It’s really too bad that turtles can’t read.
If they did, it would make saving them so much easier. When people create an ecopassage so the reptiles can safely cross a road by going underneath or over it, they could let the animals know with little signs saying “Don’t become roadkill! Safe crossing, left 20 meters.”
Instead, we have to rely on fencing to keep the turtles and snakes off roads, which is a good idea because 98 percent or more of turtles are killed in their first attempt at a road crossing. But the reliance on fences may be a problem, a new study shows. When there aren’t effective fences to keep the reptiles out, they don’t use the ecopassages, James Baxter-Gilbert of Laurentian University in Sudbury, Ontario, and colleagues report March 25 in PLOS ONE.

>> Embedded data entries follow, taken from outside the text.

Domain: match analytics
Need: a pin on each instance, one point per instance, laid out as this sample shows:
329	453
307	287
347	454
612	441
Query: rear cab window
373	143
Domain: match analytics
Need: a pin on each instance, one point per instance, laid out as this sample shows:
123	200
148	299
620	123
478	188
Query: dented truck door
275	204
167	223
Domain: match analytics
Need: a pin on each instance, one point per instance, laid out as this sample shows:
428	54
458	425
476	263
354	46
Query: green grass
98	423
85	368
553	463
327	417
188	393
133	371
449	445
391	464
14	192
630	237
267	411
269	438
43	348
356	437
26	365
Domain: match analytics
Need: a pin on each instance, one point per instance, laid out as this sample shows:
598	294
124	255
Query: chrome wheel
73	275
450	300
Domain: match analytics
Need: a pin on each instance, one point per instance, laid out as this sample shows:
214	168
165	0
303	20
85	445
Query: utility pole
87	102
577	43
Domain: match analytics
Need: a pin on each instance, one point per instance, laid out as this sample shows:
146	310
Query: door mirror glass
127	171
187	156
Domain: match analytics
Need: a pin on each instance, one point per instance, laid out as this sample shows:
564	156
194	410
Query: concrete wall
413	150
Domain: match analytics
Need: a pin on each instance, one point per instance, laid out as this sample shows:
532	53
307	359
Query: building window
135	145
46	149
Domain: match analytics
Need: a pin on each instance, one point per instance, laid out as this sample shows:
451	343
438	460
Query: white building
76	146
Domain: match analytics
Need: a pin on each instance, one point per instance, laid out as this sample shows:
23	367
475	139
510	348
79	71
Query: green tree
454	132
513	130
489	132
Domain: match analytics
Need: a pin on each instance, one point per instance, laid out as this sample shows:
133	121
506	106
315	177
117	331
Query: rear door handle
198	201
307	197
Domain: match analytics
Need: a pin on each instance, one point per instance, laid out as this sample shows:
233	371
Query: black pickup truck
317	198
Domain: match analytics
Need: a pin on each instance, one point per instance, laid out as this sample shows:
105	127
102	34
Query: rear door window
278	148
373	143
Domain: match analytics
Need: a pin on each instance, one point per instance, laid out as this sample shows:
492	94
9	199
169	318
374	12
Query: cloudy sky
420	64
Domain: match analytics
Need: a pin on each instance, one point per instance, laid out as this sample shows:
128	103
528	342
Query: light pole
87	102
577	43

The study looked at the effectiveness of a series of ecopassages built along a 13-kilometer stretch of Highway 69/40 near Burwash, Ontario, near Lake Huron, a region with high reptile biodiversity. The passages ran beneath the highway and were paired with fencing along the road. The researchers looked at reptile activity along the roadway before and after the project was constructed, and also used another stretch of highway, near the Magnetawan First Nation, as a comparison.
They surveyed the roadside and put up cameras in the ecopassages to see what kind of animals used the crossings. They captured Blanding’s turtles and snapping turtles, and tracked their movements with radio transmitters. And they took painted turtles and placed them on the other side of the highway from their wetlands to see if they could make their way home through the tunnels.

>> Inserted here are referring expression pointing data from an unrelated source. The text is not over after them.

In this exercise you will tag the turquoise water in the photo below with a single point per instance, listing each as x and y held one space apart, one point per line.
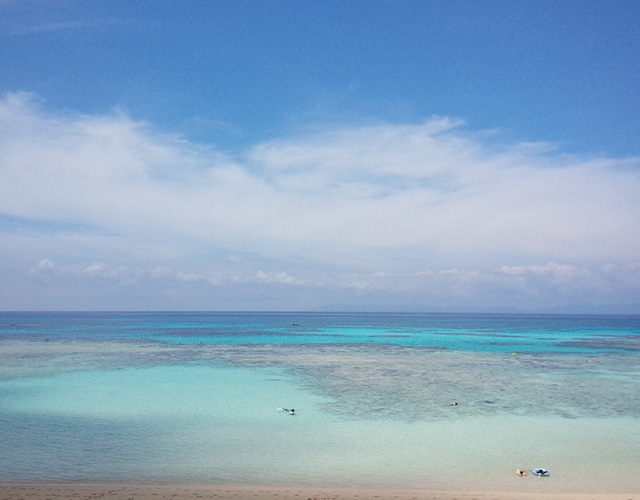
194 398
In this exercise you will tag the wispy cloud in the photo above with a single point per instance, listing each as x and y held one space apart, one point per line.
390 208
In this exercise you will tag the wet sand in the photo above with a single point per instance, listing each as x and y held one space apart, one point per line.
183 492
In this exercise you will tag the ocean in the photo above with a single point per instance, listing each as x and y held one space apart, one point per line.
442 401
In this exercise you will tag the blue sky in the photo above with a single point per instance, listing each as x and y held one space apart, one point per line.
309 155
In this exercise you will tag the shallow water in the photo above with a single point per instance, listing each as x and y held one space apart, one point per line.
137 398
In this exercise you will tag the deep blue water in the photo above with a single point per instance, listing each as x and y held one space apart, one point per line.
541 334
134 397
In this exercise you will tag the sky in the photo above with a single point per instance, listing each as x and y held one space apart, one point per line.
307 155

Animals used the ecopassages, the study revealed, but the most common patrons of the underground passageways were ducks and geese. Few reptiles traveled through them. And, worse, turtles and snakes didn’t stay off the roads. The number of reptiles on the roadway near the ecopassages actually increased after they were put in place, resulting in lots of dead snakes and turtles.

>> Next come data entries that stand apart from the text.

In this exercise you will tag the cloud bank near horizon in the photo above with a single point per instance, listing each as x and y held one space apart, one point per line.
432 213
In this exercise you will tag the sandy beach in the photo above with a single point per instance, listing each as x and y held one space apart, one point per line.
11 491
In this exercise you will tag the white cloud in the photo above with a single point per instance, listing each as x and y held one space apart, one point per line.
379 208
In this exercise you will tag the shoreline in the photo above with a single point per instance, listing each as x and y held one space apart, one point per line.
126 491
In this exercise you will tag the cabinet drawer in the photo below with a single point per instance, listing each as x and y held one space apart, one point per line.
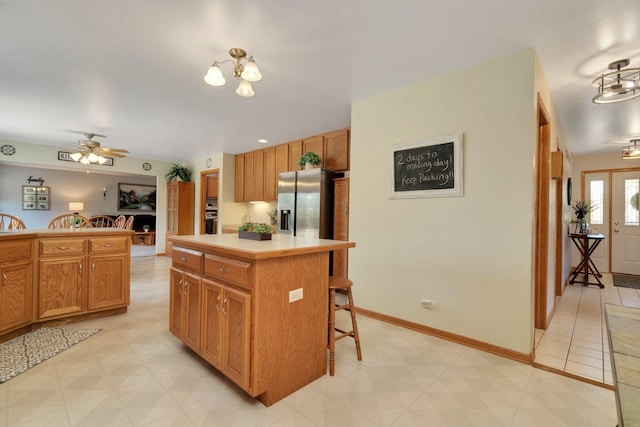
62 246
15 249
227 269
187 259
108 244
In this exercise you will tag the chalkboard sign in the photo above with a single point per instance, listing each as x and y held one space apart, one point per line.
431 168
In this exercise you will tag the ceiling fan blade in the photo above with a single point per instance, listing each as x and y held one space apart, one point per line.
114 150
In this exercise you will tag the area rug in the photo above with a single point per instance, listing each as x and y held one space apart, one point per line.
26 351
626 280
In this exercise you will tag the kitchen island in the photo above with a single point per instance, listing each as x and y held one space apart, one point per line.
255 310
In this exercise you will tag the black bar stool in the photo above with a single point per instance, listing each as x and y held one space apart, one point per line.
341 285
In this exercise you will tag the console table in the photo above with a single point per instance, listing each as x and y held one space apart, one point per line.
586 244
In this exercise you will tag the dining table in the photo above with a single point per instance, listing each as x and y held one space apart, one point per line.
586 244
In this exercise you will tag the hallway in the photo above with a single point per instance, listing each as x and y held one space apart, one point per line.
576 341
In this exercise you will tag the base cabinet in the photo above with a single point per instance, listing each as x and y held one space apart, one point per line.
16 295
226 323
184 311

A small part of the problem may be that many turtles, at least, don’t really want to use the ecopassages. The researchers tested the turtles’ willingness to enter the passages, and most turtles either took so long that the scientists gave up (69 percent) or the turtles refused to go in (22 percent).
But the bigger failure was in the fencing. Along three kilometers of road, rips, holes and washouts had caused 115 gaps. During the spring melt, up to 30 percent of the fence was submerged. And other areas had been left completely unfenced. In total, the researchers calculate, about two-thirds of the road was lined with permeable fence.
The solution: Build better fences. “Roads are meant to be long-lasting structures,” the researchers note, “and mitigation measures [to protect wildlife] should be equally long-lasting.”